《☆~ キャロリーヌの決意(五) ~》
サトニラ氏の部下が投げ釣りをする準備を整えてくれている。その道具は、糸を長く伸ばして、餌をつけた釣り針を遠くの深い地点まで飛ばすことができるものであり、巻車と呼ばれる機械が備わっている。
「皆さまの分も、ご用意させております。ご一緒に楽しみましょう。一番に多くをお釣りになったお方には、私の所有しております、最上級の竿を一本、ご進呈させて頂こうと思いますから」
「それなら、この死に損ない魔女のババアが、鯰釣りの腕前、篤と見せることにしようかのう。ふぁっはは」
「がほほ! この俺さまこそ、一番多くを釣ってみせるぜ!」
オイルレーズンとショコラビスケが、サトニラ氏からの挑戦を受け、極めて強い意欲を示すのだった。
その一方で、キャロリーヌは、少なからず不安な気色を見せている。
「あたくし、お魚釣りなんて、一度だってしたことありませんの。うまくできますかしら……」
「気が進まないようなら、なにも無理には、つき合わなくていいと思うよ」
マトンは、餌を使って獲物を誘き寄せるような行為を嫌っており、それだけに、魚釣りにしても、あまり好まないでいるのだった。
「キャロルや、見真似してやってみるとよかろう。たとい一匹も釣れずに終わったとしても、どうということはないのじゃからのう」
「はい、分かりました」
「そうか、キャロルがするというのなら、この僕も、参加しない訳にいかないね」
キャロリーヌとマトンも加わって、一つ刻ばかりの間、サトニラ氏を含む五人が魚釣りに勤しんだ。
この結果、初めてだったキャロリーヌが、銀竜鯰を四匹、沼海老を二匹、諸子を一匹ということで、合わせて七匹を釣り、オイルレーズンが銀竜鯰を三匹、マトンが二匹の諸子だった。
釣りの経験が長いサトニラ氏とショコラビスケは、水草を三度ばかり釣り上げただけに終わり、二人は「こういう日もある」という言い訳をすることになった。
一行は、日の光のあるうちに帝国王室へ帰り着いた。釣った魚類は、夕餉の食材として調理官に託される。
宿所の準備が整っており、女性二人と男性二人に分かれて、そこへ入る。
キャロリーヌとオイルレーズンの部屋に、早速、サトニラ氏から最上級の竿が届けられた。
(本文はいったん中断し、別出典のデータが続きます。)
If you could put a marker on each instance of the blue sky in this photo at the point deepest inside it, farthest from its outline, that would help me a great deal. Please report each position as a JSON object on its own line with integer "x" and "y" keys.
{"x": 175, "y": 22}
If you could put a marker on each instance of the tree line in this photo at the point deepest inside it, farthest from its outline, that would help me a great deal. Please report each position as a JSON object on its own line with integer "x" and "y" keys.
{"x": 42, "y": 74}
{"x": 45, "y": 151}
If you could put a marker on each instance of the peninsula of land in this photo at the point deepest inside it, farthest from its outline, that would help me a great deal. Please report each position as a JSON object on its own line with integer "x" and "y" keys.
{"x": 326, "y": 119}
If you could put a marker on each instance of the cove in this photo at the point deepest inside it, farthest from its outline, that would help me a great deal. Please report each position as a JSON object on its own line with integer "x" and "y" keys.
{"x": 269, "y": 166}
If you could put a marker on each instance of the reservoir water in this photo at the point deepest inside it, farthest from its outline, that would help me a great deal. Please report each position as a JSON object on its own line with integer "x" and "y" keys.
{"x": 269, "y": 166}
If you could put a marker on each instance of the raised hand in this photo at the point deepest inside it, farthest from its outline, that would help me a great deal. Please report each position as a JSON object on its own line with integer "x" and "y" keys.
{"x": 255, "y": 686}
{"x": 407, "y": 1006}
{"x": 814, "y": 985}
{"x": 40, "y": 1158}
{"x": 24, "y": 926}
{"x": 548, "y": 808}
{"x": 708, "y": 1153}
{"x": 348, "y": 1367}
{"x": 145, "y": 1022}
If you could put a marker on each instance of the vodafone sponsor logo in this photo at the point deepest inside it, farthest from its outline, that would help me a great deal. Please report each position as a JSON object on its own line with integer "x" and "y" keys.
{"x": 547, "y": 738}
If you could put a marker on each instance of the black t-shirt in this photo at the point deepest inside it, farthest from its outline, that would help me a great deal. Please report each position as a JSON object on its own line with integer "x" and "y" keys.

「このような逸品を頂いて、本当によろしいのでしょうか?」
「構わぬよ。今日、キャロルが一番多くを釣ったのじゃからな。ふぁっははは!」
「でも、お魚釣りなんて、そうそうしませんのに」
「この竿は、箒柄と同じように、飛行に使えるのじゃよ」
「えっ、そうなのですか?」
「そうじゃとも」
「まあ、役に立ちますのね!」
ここに突如、第一女官のミルクド‐カプチーノがやってきた。
「お邪魔をして申し訳のない限りに存じます。けれども、少しばかり話しておかなければならないと思い、このように参上させて頂いた次第であります」
「堅苦しい前置きは無用じゃ。単刀直入に、どういう用件かのう?」
「はい。魔石がある地下の宝物庫のことにございます」
「ほほう。地下が一体、どうしたというのじゃ?」
「実は、一度入ると決して地上へ戻ってくることのできないのです」
これを聞いて、オイルレーズンが目を光らせた。
「つまり、パンゲア牢獄街のことじゃな?」
「えっ、知っておられましたか!?」
「もちろんじゃとも」
「そうでしたか……」
「ふむ。じゃがよく教えてくれたのう。このことがベイクドアラスカに知られでもすれば、一つの刻として、その命はないじゃろう」
「はい、仰せの通りにございます。しかし私は、自身の犯した罪を滅ぼしたいがために、お伝えしました次第です。それでキャロリーヌさんに、お許し頂こうとは、夢の中ですら思うことはありません。けれども、たとい焼け石に水になったとしても、こうして、お話しさせて頂かない訳には参りませんでした」
ミルクドは涙を流しながら、このように話し、キャロリーヌに向かって深く頭を下げるのだった。